At both 20 and 40 days of culture, cell viability as assessed via FDA/PI dead-live cell staining showed >90% living cells (Figure 3C,D).

Actin/nuclei staining revealed an typical elongated, spindle-shaped, osteoblast like morphology (Figure 3A,B).

After 20 days, cell ingrowth into the scaffold following individual fibres could be observed while pores were not yet completely filled (Figure 3A,C). However, after 40 days, the scaffold surface was entirely covered with osteoblasts (Figure 3B,D).
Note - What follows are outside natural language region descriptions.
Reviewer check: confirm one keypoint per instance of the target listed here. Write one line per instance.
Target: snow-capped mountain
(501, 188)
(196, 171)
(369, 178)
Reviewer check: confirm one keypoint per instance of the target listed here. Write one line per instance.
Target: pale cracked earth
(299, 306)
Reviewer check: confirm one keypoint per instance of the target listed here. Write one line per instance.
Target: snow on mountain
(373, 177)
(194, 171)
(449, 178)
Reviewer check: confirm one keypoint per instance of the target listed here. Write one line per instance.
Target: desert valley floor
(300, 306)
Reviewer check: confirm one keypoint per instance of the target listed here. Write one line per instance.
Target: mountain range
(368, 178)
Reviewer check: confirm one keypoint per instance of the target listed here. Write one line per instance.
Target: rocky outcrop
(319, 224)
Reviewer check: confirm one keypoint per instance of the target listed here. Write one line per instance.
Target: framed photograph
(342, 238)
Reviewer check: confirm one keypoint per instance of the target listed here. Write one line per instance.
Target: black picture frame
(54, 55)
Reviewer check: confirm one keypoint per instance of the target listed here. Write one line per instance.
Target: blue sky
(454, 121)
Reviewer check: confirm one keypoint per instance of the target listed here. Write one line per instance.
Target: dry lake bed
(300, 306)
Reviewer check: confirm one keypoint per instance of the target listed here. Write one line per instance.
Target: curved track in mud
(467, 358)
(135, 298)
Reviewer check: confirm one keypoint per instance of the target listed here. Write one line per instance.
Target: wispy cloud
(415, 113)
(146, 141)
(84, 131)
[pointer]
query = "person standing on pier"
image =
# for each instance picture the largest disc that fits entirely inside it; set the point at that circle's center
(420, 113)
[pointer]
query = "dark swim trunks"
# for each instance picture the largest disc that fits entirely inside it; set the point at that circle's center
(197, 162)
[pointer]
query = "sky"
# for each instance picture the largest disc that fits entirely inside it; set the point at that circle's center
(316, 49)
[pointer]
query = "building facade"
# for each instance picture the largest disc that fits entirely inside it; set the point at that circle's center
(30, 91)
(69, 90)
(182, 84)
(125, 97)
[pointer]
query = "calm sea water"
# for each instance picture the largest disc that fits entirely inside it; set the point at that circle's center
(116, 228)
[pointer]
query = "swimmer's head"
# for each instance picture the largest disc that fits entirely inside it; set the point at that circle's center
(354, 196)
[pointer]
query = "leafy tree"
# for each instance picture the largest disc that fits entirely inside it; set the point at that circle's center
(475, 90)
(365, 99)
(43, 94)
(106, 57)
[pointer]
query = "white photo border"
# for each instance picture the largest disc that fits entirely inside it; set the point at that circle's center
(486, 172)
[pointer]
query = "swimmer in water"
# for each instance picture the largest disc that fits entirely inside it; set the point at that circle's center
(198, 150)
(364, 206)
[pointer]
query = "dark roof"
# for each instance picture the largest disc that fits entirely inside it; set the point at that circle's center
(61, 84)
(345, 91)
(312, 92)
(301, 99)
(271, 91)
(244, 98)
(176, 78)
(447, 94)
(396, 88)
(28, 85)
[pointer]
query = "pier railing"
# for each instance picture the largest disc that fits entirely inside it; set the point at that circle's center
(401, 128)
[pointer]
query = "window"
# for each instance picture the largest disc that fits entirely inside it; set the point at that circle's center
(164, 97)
SEM after 40 days of culture in osteogenic differentaition media revealed, similar to confocal laser microscopy, a spindle-shaped and elongated cell morphology of osteoblasts (Figure 4B,C). The scaffold was completely covered with a thick layer of osteoblasts (Figure 4A). Cell layer formation of osteoblasts did not differ between the large-pored concave scaffold side and the convex-shaped scaffold side with smaller pores (Figure 4B,C). Cell infiltration into and deposition of ECM on the inside of the scaffold could be observed (Figure 4D) and the evidence is supported by Actin/nuclei staining at Day 20 (Figure 3A). Osteoblasts deposited mineralised ECM on the scaffolds as visualised by Figure 4E,F. The sizes of the calcium deposits varied between 0.5 and 15 μm (Figure 4F).

3. Discussion

The suitability of scaffolds for TE applications depends on multiple parameters including fabrication method, fibre diameter, employed polymer, pore size, porosity, mechanical properties and pore geometry [27]. Scaffolds in this study were prepared by melt electrospinning a biodegradable polymer with a history of clinical use onto structured metallic collectors with the aim to provide optimal cell culture conditions for osteoblasts for bone TE applications. PCL is a linear polyester with a melting temperature of 60 °C, long degradation kinetics and can be readily blended with other polymers. As a result of this, and its adaptability to different processing technologies, PCL has been widely used in TE applications [27,28].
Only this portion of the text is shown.